Yelp Inc. operates Yelp.com, which is a social networking site, a search site and a review site all rolled into one. Founded in 2004, Yelp.com is designed to help people search for local businesses, including everything from restaurants and bars to dentists and hairstylists. The site also allows users to rate and review establishments; those with a free account are called "Yelpers." The company incentivizes helpful reviews by offering special events to their most prolific and well-respected Yelpers. Business owners are also welcome to open a free account to post photos and promote their business.
Yelp Inc. released its second-quarter earnings report after the closing bell on Tuesday, and the results were actually mixed. The social networking site reported that revenues increased 51% year-over-year to $133.9 million. The company also posted a net loss of $1.3 million, or a $0.02 per share loss, down from net income of $2.7 million, or $0.04 per share last year. The analyst community expected the social networking company to post EPS of $0.01 on revenues of $133.48 million, so Yelp posted a big earnings miss and a slight sales surprise.

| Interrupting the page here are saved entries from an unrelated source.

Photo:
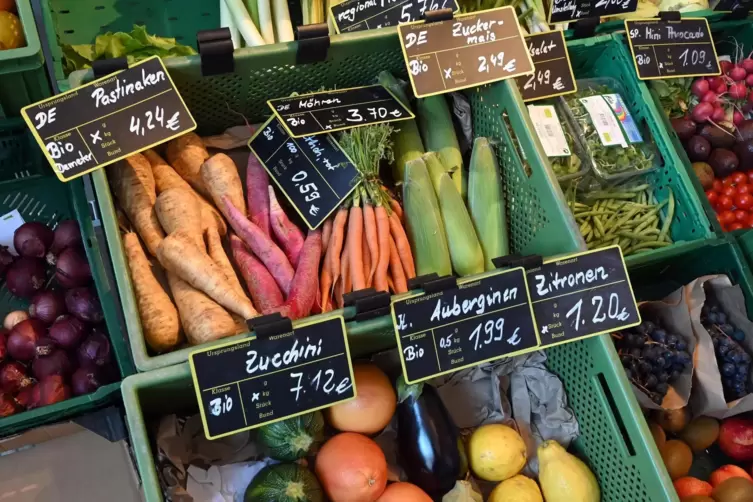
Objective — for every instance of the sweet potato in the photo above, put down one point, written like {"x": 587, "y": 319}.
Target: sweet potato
{"x": 159, "y": 318}
{"x": 133, "y": 184}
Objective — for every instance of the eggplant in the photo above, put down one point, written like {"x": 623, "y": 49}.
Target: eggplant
{"x": 429, "y": 444}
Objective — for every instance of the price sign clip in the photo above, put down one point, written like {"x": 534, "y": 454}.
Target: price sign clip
{"x": 269, "y": 325}
{"x": 369, "y": 303}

The earnings miss coupled with a lowered full-year 2015 net revenue forecast is what hit Yelp shares today. The company now expects revenues between $544 million and $550 million; analysts were expecting $571.04 million in net revenue. For the third quarter, YELP expects revenues between $139 million and $142 million; well below analysts’ current estimates of $152.63 million.
So, as you’ve probably guess, Yelp doesn’t score to well with Portfolio Grader. The stock earns an F-grade for its Quantitative Grade, and its fundamentals are also rather lackluster. The only areas with potential are sales growth, which earns an A-grade, and earnings momentum, earning a B-grade. All other metrics could us improvement. Operating margin growth, earnings growth and cash flow earn C-grades. The three metrics showing the most weakness are return on equity (D), earnings surprises (F) and analyst earnings revisions (F). YELP earns a C grade for its Fundamental Grade.
Overall, YELP is a D-rated Sell. This isn’t surprising since Yelp has been rated as a sell in Portfolio Grader for five months this year and has been a hold for six out of the past 11 months. So, it’s clear that YELP has not been able to pull itself back up; I would avoid buying shares or if you are invested, look for a good opportunity to sell.